Correlation Between Barclays ETN and UBS

Specify exactly 2 symbols:
Can any of the company-specific risk be diversified away by investing in both Barclays ETN and UBS at the same time? Although using a correlation coefficient on its own may not help to predict future stock returns, this module helps to understand the diversifiable risk of combining Barclays ETN and UBS into the same portfolio, which is an essential part of the fundamental portfolio management process.
By analyzing existing cross correlation between Barclays ETN Select and UBS, you can compare the effects of market volatilities on Barclays ETN and UBS and check how they will diversify away market risk if combined in the same portfolio for a given time horizon. You can also utilize pair trading strategies of matching a long position in Barclays ETN with a short position of UBS. Check out your portfolio center. Please also check ongoing floating volatility patterns of Barclays ETN and UBS.

Diversification Opportunities for Barclays ETN and UBS

0.67
  Correlation Coefficient

Poor diversification

The 3 months correlation between Barclays and UBS is 0.67. Overlapping area represents the amount of risk that can be diversified away by holding Barclays ETN Select and UBS in the same portfolio, assuming nothing else is changed. The correlation between historical prices or returns on UBS and Barclays ETN is a relative statistical measure of the degree to which these equity instruments tend to move together. The correlation coefficient measures the extent to which returns on Barclays ETN Select are associated (or correlated) with UBS. Values of the correlation coefficient range from -1 to +1, where. The correlation of zero (0) is possible when the price movement of UBS has no effect on the direction of Barclays ETN i.e., Barclays ETN and UBS go up and down completely randomly.

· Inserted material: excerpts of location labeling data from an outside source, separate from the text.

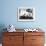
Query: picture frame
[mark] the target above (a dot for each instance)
(26, 14)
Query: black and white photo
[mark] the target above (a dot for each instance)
(26, 14)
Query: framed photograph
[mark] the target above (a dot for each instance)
(26, 14)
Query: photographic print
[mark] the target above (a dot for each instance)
(26, 14)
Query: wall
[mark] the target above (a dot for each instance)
(8, 13)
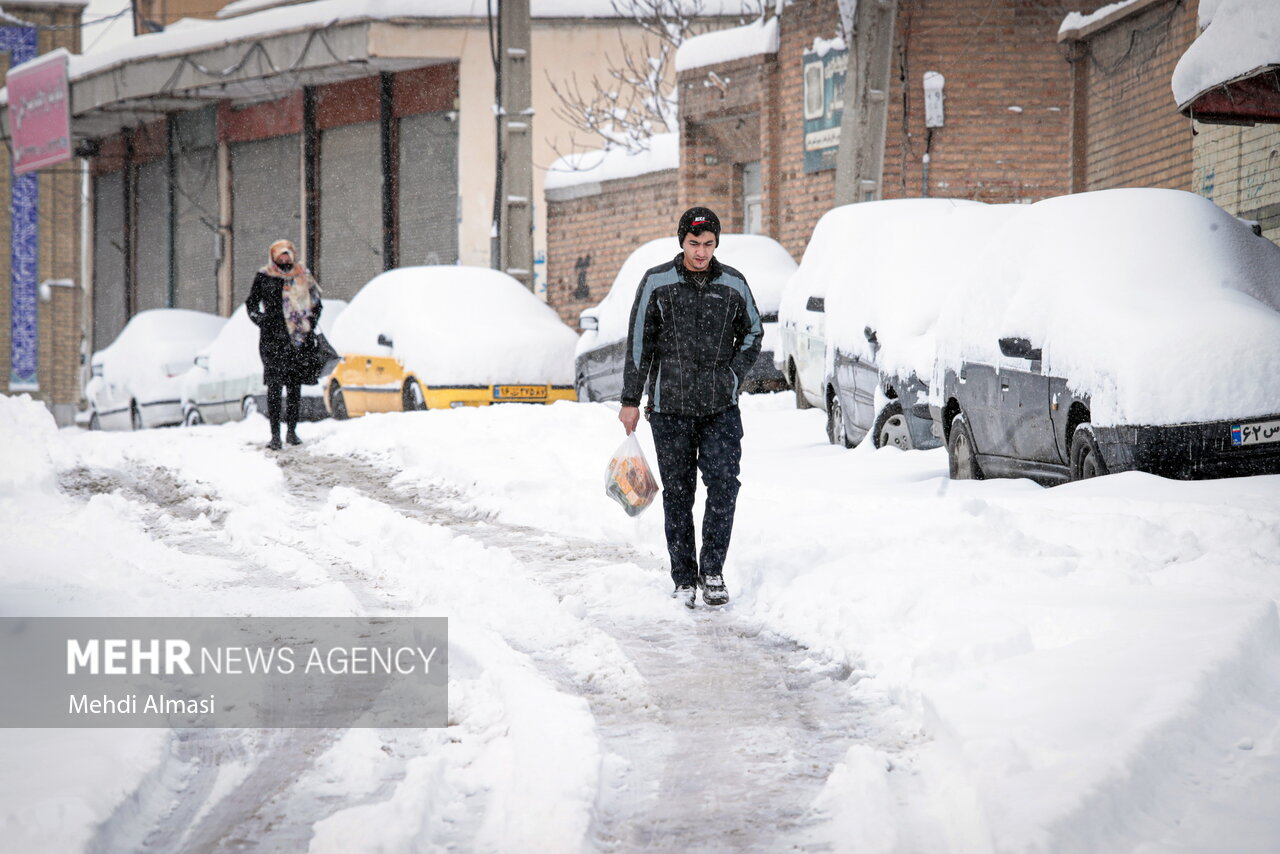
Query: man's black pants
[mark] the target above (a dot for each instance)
(273, 405)
(686, 444)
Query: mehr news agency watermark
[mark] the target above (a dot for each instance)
(224, 672)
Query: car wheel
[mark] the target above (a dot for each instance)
(891, 430)
(961, 456)
(801, 401)
(411, 398)
(1086, 460)
(337, 402)
(836, 433)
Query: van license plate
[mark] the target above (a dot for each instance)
(520, 392)
(1256, 433)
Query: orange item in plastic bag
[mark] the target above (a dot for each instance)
(627, 479)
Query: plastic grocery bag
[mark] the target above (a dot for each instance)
(627, 479)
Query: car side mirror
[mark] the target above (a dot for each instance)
(1019, 348)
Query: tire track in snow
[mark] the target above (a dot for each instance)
(727, 750)
(739, 730)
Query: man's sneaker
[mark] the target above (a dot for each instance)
(714, 590)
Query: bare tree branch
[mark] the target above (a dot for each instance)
(636, 97)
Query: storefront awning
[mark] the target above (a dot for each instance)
(245, 60)
(1230, 74)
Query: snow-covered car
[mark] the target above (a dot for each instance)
(1115, 330)
(859, 314)
(429, 337)
(599, 359)
(225, 383)
(137, 379)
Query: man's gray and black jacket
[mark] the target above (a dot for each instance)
(690, 346)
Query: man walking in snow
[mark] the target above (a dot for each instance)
(693, 337)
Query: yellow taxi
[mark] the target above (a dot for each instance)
(440, 337)
(362, 384)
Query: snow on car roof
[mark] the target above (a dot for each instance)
(760, 259)
(170, 324)
(458, 325)
(1156, 302)
(885, 265)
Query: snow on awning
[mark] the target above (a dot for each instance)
(1232, 73)
(725, 45)
(255, 58)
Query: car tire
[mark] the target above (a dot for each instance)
(961, 455)
(801, 401)
(891, 429)
(411, 397)
(1086, 459)
(337, 402)
(836, 433)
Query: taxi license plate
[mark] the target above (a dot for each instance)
(520, 392)
(1256, 433)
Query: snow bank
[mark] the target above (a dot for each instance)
(594, 167)
(1155, 302)
(1072, 656)
(1240, 37)
(28, 444)
(766, 264)
(726, 45)
(458, 325)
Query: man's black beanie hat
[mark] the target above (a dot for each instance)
(698, 219)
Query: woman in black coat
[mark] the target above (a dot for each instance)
(286, 306)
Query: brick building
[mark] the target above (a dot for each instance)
(41, 295)
(759, 131)
(1125, 132)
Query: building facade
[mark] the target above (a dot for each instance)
(41, 293)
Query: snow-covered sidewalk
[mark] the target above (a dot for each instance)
(983, 666)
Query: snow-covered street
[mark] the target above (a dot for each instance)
(908, 663)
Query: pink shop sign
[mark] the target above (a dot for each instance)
(39, 114)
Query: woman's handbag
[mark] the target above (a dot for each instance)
(316, 355)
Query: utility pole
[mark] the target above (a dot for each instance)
(513, 211)
(860, 160)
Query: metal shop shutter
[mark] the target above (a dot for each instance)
(428, 190)
(109, 300)
(151, 254)
(351, 208)
(196, 242)
(266, 201)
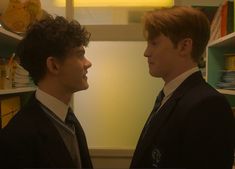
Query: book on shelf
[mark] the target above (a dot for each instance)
(13, 75)
(227, 79)
(223, 21)
(9, 106)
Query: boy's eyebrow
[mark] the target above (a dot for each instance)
(80, 51)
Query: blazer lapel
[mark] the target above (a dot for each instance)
(82, 143)
(50, 143)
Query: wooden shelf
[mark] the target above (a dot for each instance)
(10, 35)
(17, 90)
(225, 41)
(226, 91)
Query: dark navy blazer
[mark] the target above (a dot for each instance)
(31, 140)
(194, 129)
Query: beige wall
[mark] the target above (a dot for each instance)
(120, 97)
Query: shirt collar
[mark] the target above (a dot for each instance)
(53, 104)
(172, 85)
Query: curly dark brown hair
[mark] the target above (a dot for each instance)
(49, 37)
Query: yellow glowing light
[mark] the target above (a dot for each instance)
(117, 3)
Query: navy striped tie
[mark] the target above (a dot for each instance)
(157, 105)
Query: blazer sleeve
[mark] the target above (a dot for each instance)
(208, 139)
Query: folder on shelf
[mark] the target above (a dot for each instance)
(9, 107)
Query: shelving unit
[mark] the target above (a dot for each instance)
(8, 43)
(216, 62)
(17, 90)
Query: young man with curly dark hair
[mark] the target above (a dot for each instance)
(191, 125)
(45, 133)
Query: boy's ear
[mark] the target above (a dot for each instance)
(52, 65)
(185, 46)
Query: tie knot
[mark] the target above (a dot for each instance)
(160, 96)
(159, 99)
(70, 118)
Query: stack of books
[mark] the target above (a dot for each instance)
(20, 77)
(227, 80)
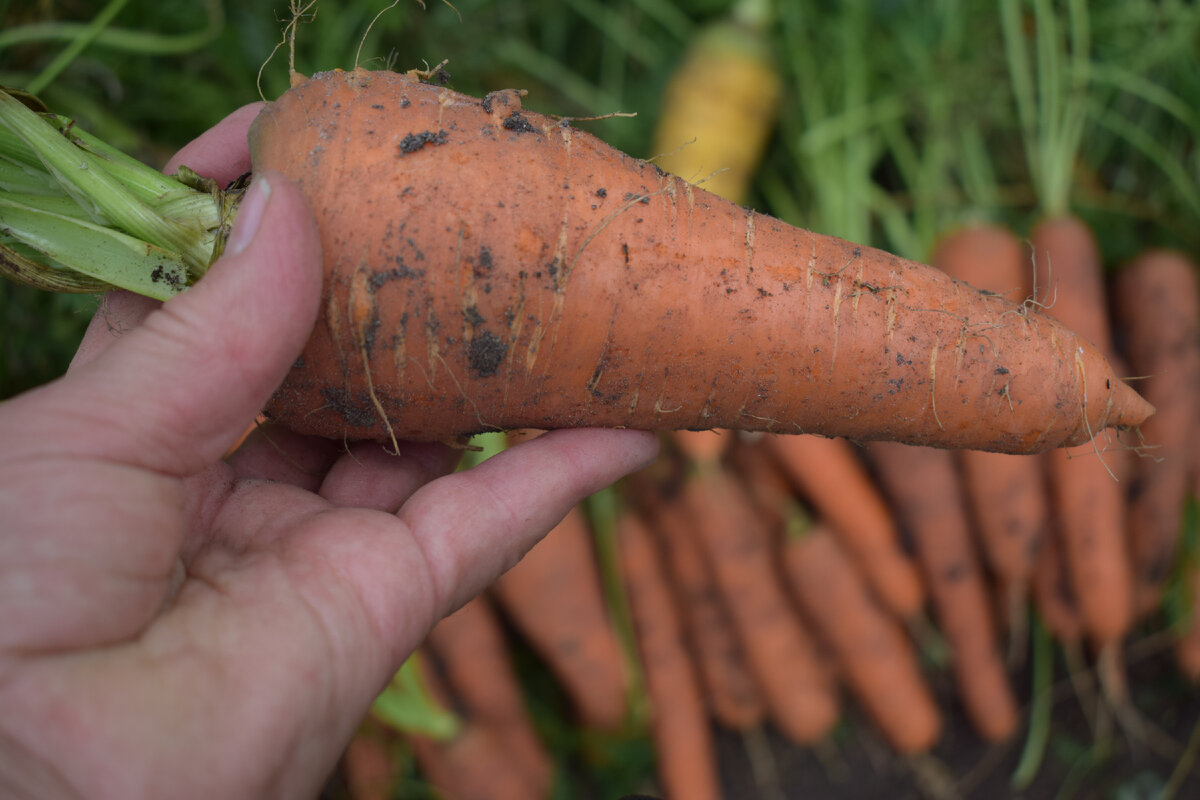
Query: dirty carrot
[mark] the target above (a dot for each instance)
(729, 689)
(474, 655)
(837, 485)
(553, 596)
(925, 492)
(1087, 500)
(1006, 493)
(1157, 304)
(507, 270)
(683, 740)
(783, 656)
(873, 651)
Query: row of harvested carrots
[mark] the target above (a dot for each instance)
(765, 576)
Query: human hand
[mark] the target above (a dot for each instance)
(177, 624)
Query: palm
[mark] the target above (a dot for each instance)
(178, 624)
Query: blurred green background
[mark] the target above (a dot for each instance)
(899, 120)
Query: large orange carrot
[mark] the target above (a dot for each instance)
(1006, 493)
(1157, 300)
(555, 599)
(730, 690)
(1087, 500)
(874, 655)
(840, 491)
(683, 739)
(924, 488)
(797, 686)
(507, 270)
(479, 671)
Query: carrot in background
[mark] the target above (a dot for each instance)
(720, 104)
(1053, 594)
(553, 596)
(801, 696)
(873, 651)
(474, 655)
(730, 690)
(1087, 500)
(924, 488)
(477, 763)
(1006, 494)
(840, 491)
(1157, 305)
(679, 726)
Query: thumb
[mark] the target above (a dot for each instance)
(175, 392)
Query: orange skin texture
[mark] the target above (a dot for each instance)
(491, 269)
(1006, 493)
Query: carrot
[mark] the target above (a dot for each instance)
(473, 765)
(474, 654)
(555, 599)
(1087, 501)
(720, 106)
(839, 488)
(925, 492)
(567, 295)
(683, 739)
(783, 656)
(729, 689)
(1157, 304)
(505, 270)
(477, 763)
(1053, 594)
(1006, 493)
(873, 653)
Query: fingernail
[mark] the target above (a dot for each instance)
(250, 215)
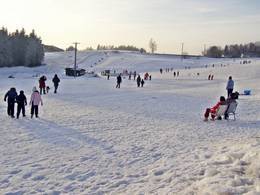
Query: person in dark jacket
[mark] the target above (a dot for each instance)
(56, 82)
(118, 81)
(10, 96)
(138, 81)
(142, 83)
(21, 103)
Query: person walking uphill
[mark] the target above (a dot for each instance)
(21, 103)
(10, 96)
(35, 101)
(118, 81)
(230, 86)
(42, 84)
(138, 81)
(56, 82)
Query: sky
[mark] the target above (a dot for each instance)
(134, 22)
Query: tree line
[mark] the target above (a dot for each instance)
(20, 49)
(234, 51)
(121, 47)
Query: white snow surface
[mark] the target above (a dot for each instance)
(92, 138)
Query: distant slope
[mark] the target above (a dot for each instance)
(51, 48)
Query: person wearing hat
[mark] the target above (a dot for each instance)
(21, 103)
(10, 96)
(230, 86)
(35, 101)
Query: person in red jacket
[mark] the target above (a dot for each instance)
(213, 110)
(42, 84)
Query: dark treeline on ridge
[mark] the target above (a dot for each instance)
(20, 49)
(234, 51)
(121, 47)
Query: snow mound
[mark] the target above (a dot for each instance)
(233, 169)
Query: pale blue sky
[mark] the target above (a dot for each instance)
(134, 22)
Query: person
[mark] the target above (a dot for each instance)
(129, 76)
(138, 81)
(146, 76)
(142, 83)
(35, 101)
(213, 110)
(11, 97)
(42, 84)
(134, 75)
(119, 80)
(231, 99)
(230, 86)
(21, 103)
(56, 82)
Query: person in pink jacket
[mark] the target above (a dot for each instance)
(35, 101)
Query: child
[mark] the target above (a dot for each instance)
(142, 83)
(21, 103)
(213, 110)
(35, 101)
(47, 89)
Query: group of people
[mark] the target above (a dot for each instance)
(44, 88)
(13, 98)
(177, 73)
(139, 81)
(231, 97)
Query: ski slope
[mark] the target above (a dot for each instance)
(92, 138)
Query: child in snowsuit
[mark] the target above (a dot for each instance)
(142, 83)
(56, 82)
(35, 101)
(42, 84)
(214, 109)
(138, 81)
(21, 103)
(11, 95)
(118, 81)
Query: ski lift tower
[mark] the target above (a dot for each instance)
(75, 59)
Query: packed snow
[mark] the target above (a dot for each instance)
(91, 138)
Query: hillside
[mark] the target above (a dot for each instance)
(91, 138)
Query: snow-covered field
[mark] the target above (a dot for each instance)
(92, 138)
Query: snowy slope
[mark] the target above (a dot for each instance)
(94, 139)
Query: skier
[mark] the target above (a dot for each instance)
(118, 81)
(35, 101)
(138, 81)
(21, 103)
(55, 81)
(11, 95)
(142, 83)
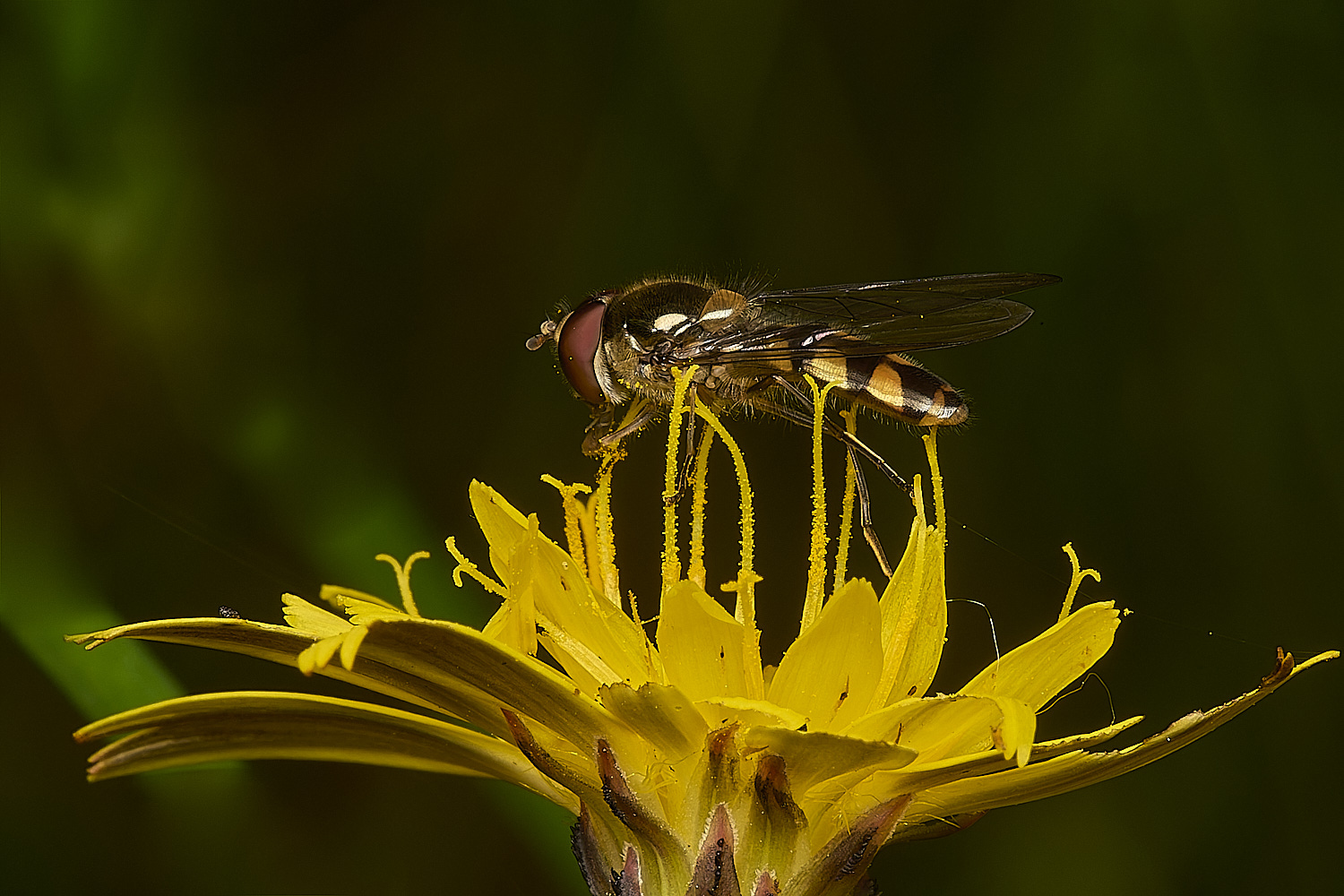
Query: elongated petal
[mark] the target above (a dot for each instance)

Pair Corralation between Barclays ETN and UBS

Given the investment horizon of 90 days Barclays ETN Select is expected to generate 0.9 times more return on investment than UBS. However, Barclays ETN Select is 1.11 times less risky than UBS. It trades about 0.13 of its potential returns per unit of risk. UBS is currently generating about 0.04 per unit of risk. If you would invest  1,695  in Barclays ETN Select on August 28, 2024 and sell it today you would earn a total of  1,289  from holding Barclays ETN Select or generate 76.05% return on investment over 90 days.
Time Period3 Months [change]
DirectionMoves Together 
StrengthSignificant
Accuracy31.45%
ValuesDaily Returns

Barclays ETN Select  vs.  UBS

 Performance 
       Timeline  
Barclays ETN Select 

Risk-Adjusted Performance

23 of 100

 
Weak
 
Strong
Solid
Compared to the overall equity markets, risk-adjusted returns on investments in Barclays ETN Select are ranked lower than 23 (%) of all global equities and portfolios over the last 90 days. Even with relatively weak primary indicators, Barclays ETN reported solid returns over the last few months and may actually be approaching a breakup point.
UBS 

Risk-Adjusted Performance

0 of 100

 
Weak
 
Strong
Very Weak
Over the last 90 days UBS has generated negative risk-adjusted returns adding no value to investors with long positions. In spite of rather sound basic indicators, UBS is not utilizing all of its potentials. The current stock price tumult, may contribute to shorter-term losses for the shareholders.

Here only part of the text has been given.